Er war rk. Priester, der sich Jesus Christus bis in den Tod verschrieben hatte und nicht dem PGR oder der Frauengemeinschaft oder einer sonstigen charismatischen Bewegung. Seine Heimat war der Beichtstuhl! Seine Wirkstädte der Altar, seine Arbeit die würdige Zelebrierung des hlg. Messopfers, seine Freizeitbeschäftigung ist das sammeln von Seelen für den Himmel, seine Kleidung das Skapulier. Sein Gürtel war der Rosenkranz, seine Mutter ist die Jungfrau Maria! Sein Knappe im Kampfe gg. den Satan ist der hlg. Erzengel Michael! Sein Banner in den Wogen der Welt war Jesus Christus im allerheiligsten Altarsakrament und auf den Prozessionen! Er war unermüdlich um die Seelenrettung seiner Gemeinde und der ihm Befohlenen bemüht!
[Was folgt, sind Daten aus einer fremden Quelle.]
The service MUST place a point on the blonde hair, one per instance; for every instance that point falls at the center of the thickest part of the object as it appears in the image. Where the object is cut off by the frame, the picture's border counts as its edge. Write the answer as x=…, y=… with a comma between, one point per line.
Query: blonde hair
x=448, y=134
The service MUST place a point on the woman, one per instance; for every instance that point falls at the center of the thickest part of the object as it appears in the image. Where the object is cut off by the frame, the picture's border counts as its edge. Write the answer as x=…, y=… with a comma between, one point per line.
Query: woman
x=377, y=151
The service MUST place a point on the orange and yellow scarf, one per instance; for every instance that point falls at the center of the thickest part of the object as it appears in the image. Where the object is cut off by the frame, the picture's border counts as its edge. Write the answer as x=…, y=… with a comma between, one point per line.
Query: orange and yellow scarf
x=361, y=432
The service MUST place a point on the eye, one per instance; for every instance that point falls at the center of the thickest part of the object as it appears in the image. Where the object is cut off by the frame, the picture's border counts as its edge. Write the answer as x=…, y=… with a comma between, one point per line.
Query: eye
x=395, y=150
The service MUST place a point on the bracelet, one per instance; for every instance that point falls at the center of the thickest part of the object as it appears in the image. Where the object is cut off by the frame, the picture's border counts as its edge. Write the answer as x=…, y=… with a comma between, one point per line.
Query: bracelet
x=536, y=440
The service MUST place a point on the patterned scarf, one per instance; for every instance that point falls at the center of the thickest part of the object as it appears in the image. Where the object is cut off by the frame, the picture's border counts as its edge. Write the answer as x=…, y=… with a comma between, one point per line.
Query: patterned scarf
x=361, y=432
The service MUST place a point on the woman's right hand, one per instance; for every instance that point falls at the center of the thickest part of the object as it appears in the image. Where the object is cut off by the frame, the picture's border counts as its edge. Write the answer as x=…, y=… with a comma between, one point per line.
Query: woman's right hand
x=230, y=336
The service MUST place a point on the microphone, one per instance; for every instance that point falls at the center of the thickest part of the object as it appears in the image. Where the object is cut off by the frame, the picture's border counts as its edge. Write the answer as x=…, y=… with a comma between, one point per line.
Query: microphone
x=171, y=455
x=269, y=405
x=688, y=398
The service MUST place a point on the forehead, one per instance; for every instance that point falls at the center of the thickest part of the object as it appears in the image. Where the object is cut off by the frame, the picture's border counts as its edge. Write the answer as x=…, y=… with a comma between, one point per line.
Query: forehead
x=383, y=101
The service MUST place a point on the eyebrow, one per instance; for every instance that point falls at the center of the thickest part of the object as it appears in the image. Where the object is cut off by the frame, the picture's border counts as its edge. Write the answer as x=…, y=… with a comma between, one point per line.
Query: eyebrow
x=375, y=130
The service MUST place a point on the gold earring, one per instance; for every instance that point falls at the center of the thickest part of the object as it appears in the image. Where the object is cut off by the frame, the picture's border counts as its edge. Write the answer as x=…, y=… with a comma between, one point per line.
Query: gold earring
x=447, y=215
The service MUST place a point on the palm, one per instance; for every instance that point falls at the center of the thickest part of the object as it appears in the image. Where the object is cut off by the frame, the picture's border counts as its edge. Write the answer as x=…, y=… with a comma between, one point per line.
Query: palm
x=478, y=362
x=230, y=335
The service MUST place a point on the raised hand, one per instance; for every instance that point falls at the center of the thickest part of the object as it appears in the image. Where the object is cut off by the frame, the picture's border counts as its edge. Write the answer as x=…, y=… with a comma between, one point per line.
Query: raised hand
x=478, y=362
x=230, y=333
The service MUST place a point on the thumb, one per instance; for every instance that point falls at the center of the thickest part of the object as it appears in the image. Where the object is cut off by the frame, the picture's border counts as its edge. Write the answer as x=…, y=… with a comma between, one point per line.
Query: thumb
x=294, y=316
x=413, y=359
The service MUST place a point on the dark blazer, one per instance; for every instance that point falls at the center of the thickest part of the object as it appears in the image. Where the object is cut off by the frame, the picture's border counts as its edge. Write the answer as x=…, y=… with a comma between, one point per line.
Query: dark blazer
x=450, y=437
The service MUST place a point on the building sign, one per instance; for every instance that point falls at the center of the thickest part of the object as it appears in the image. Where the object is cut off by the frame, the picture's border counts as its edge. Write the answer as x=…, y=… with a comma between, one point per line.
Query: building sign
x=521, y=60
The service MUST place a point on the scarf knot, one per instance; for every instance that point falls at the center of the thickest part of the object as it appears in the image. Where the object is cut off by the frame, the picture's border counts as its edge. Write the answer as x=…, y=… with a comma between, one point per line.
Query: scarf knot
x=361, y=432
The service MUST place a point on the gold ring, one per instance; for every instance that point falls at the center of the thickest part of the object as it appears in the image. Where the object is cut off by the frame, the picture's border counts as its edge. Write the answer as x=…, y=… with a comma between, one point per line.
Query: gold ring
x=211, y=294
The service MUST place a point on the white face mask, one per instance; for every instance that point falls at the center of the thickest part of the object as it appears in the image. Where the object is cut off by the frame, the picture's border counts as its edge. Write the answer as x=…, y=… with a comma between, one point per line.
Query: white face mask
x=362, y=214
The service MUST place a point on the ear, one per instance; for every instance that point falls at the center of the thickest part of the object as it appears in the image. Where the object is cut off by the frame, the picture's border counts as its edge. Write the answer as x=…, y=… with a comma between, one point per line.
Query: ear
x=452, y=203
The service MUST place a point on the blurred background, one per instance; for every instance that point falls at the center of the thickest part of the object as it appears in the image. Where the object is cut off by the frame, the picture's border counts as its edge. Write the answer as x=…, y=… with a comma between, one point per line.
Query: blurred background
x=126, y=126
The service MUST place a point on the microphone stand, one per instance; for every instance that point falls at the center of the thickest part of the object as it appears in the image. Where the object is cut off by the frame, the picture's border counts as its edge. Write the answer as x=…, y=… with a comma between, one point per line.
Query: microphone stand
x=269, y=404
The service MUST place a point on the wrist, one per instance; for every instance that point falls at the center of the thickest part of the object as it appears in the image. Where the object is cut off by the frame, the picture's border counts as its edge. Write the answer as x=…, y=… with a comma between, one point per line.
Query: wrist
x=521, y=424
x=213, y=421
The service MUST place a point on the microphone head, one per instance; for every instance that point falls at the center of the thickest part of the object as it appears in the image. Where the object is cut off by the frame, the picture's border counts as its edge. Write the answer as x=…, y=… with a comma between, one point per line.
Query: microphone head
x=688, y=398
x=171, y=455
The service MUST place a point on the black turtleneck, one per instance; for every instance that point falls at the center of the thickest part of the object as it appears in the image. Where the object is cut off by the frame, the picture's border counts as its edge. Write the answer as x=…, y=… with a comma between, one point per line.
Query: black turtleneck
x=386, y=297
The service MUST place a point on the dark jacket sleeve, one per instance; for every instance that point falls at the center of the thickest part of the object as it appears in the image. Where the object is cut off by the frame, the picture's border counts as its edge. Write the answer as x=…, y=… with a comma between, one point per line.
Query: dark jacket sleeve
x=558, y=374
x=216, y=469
Jede röm.-kath. Seele sollte sich ob dieses Vorbildes fragen, ob ein flehendes Gebet von Herzen diesem dahingeschiedenen Priester nicht mehr hilft auf seinem Weg in den Himmel!
Die röm.-kath. Priester werden gebeten für Hw. Isenmann eine würdige hlg. Messe zu zelebrieren!
Ora pro nobis, sancta Dei Genetrix.
Ut digni efficiamur promissionibus Christi.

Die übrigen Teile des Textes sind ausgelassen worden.